30 October 2007 | by (Australia) – See all my reviews

Everybody has at least one skeleton in their closet, and Nick Charles is the man who can bring them out into the daylight. The fifth film in the excellent 'Thin Man' series sees our favourite married detectives, Nick and Nora Charles (William Powell and Myrna Loy), visiting Nick's parents in the small town of Sycamore Springs, a sleepy locale where everybody knows everybody and crime is practically non-existent… or so they thought! The famous detective's arrival is greeted with a wave of controversy, despite his own insistence that the visit is merely a quiet vacation. With everybody under the impression that Nick is investigating an important case, long-forgotten skeletons begin to emerge from their hiding-places, a young artist is shot dead on the doorstep and an ordinary-looking painting of a windmill becomes a vital clue in identifying his murderer.
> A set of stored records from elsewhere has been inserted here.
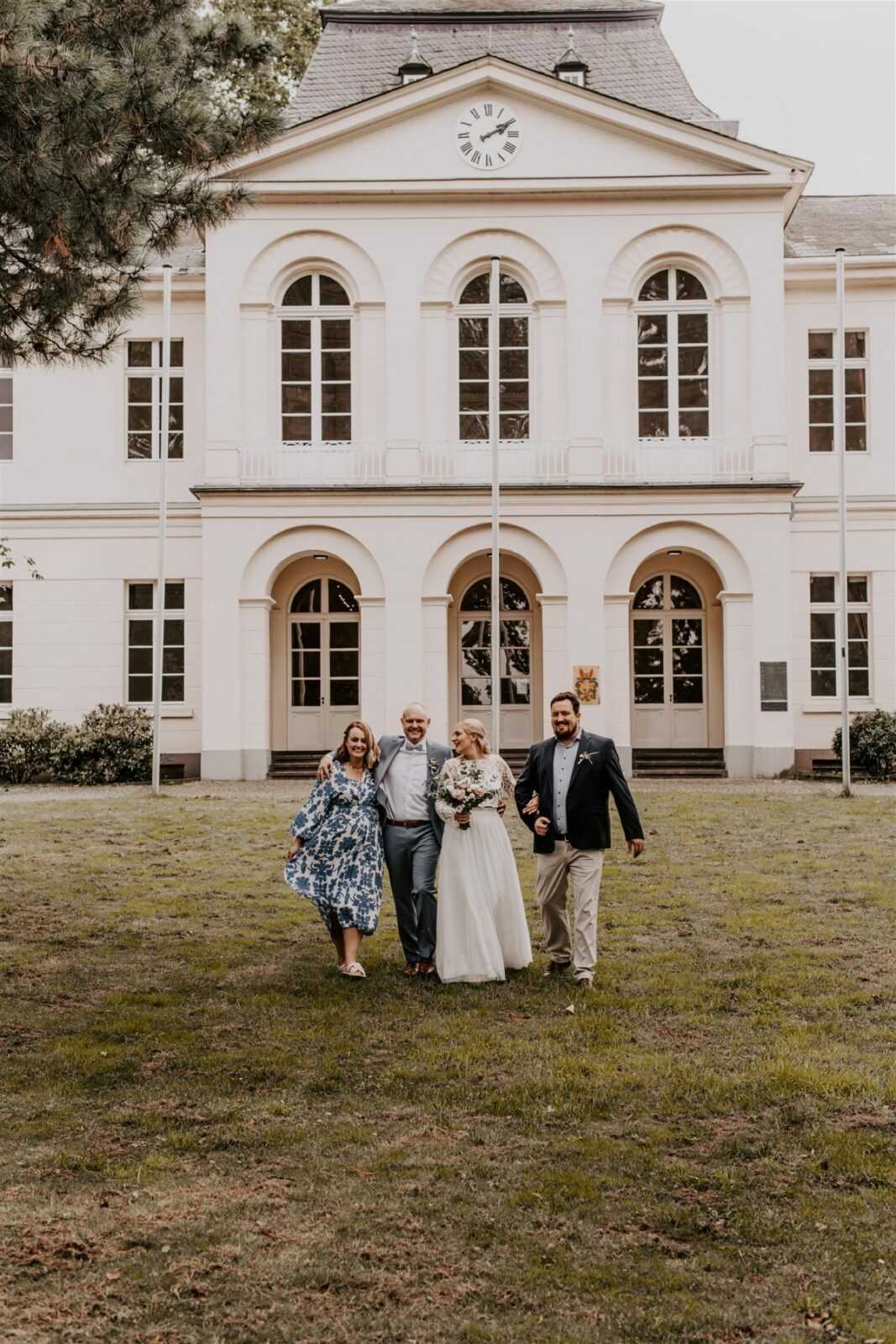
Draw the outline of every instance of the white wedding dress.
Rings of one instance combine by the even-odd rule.
[[[442,798],[438,814],[445,821],[439,894],[437,903],[435,969],[445,984],[504,980],[505,969],[519,970],[532,961],[532,943],[513,849],[504,821],[496,812],[502,793],[513,796],[513,775],[497,755],[476,762],[458,757],[442,769],[439,786],[451,792],[474,781],[488,790],[488,802],[470,813],[469,831],[461,831],[454,813],[461,810]],[[453,784],[455,788],[453,788]]]

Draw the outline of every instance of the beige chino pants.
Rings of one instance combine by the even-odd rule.
[[[544,919],[544,946],[551,961],[570,965],[576,978],[594,976],[598,960],[598,899],[603,849],[575,849],[557,840],[553,853],[537,855],[536,895]],[[572,878],[572,941],[567,891]]]

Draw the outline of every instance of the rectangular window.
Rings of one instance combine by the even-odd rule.
[[[153,629],[157,583],[128,585],[128,703],[152,704]],[[164,704],[184,700],[184,583],[165,583],[163,613],[161,699]]]
[[[458,319],[459,438],[489,437],[489,317]],[[529,319],[498,317],[498,437],[529,437]]]
[[[326,293],[321,277],[321,304]],[[281,323],[281,422],[285,444],[351,444],[352,323],[300,317]]]
[[[809,579],[809,667],[811,695],[840,695],[838,650],[842,646],[837,610],[836,574],[813,574]],[[850,574],[846,581],[846,661],[849,695],[870,695],[870,602],[866,574]]]
[[[128,457],[159,458],[161,454],[161,340],[128,341]],[[168,457],[184,456],[184,343],[171,343],[171,390],[168,406]],[[180,370],[173,374],[173,370]]]
[[[12,461],[12,359],[0,355],[0,462]]]
[[[868,333],[845,333],[845,435],[848,453],[868,450]],[[809,452],[834,450],[837,332],[809,332]]]
[[[0,583],[0,704],[12,704],[12,583]]]
[[[709,314],[641,313],[638,438],[707,438],[708,434]]]

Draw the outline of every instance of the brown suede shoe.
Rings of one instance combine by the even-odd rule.
[[[570,969],[568,961],[549,961],[548,969],[541,972],[544,980],[551,980],[553,976],[566,976]]]

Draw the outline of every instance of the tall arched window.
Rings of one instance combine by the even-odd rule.
[[[332,276],[294,280],[281,320],[285,444],[352,438],[352,302]]]
[[[498,379],[498,437],[529,437],[528,296],[519,280],[501,273],[498,367],[489,362],[492,277],[488,270],[463,288],[458,316],[459,438],[488,439],[489,386]],[[521,310],[523,309],[523,310]]]
[[[638,438],[709,434],[709,300],[689,270],[664,266],[638,294]]]

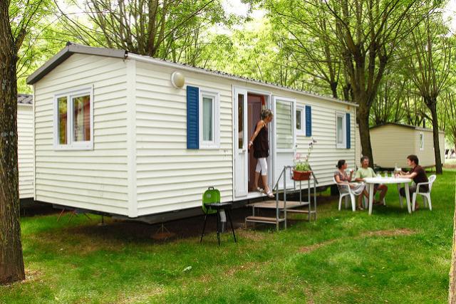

'The Thin Man Goes Home' was the first film in the series not directed by W.S. Van Dyke, after he committed suicide in February 1943. Nonetheless, Richard Thorpe does a good job of recreating the mystery and good humour of the previous instalments, working off a script from Robert Riskin, Harry Kurnitz and Dwight Taylor. There are also a few notable adjustments to the usual formula: the action takes place in a small town rather than the city, and Nick Charles has gone completely teetotal {no doubt a consequence of the WWII liquor rationing}. Aside from obviously solving the mystery and apprehending the killer, the film has another important sub-plot concerning Nick and his disapproving father. Nora makes it her goal to convince Dr. Charles (Harry Davenport) that his son is, indeed, a detective genius, and fuels the rumours – in a not-so-subtle fashion – that he is here on a case. However, his father won't believe that Nick has gone off drinking, and various unfortunate moments of bad-timing do little to prove him otherwise.

Of course, the main reason we watch 'The Thin Man' movies is to enjoy the witty banter and playful rivalry between husband and wife, and a lot of it is still here, even if it takes a back-seat to the murder mystery itself. Just like the audience, Nora believes that she understands Nick's mystery-solving tactics to the letter, and she enthusiastically narrates his technique to the attentive Dr. Charles, occasionally tossing in her own opinion of the identity of the killer. Of course, she's almost always wrong. This mystery is a muddled affair, with seemingly everyone guilty for at least something, but it's the killer's name that proves a real surprise.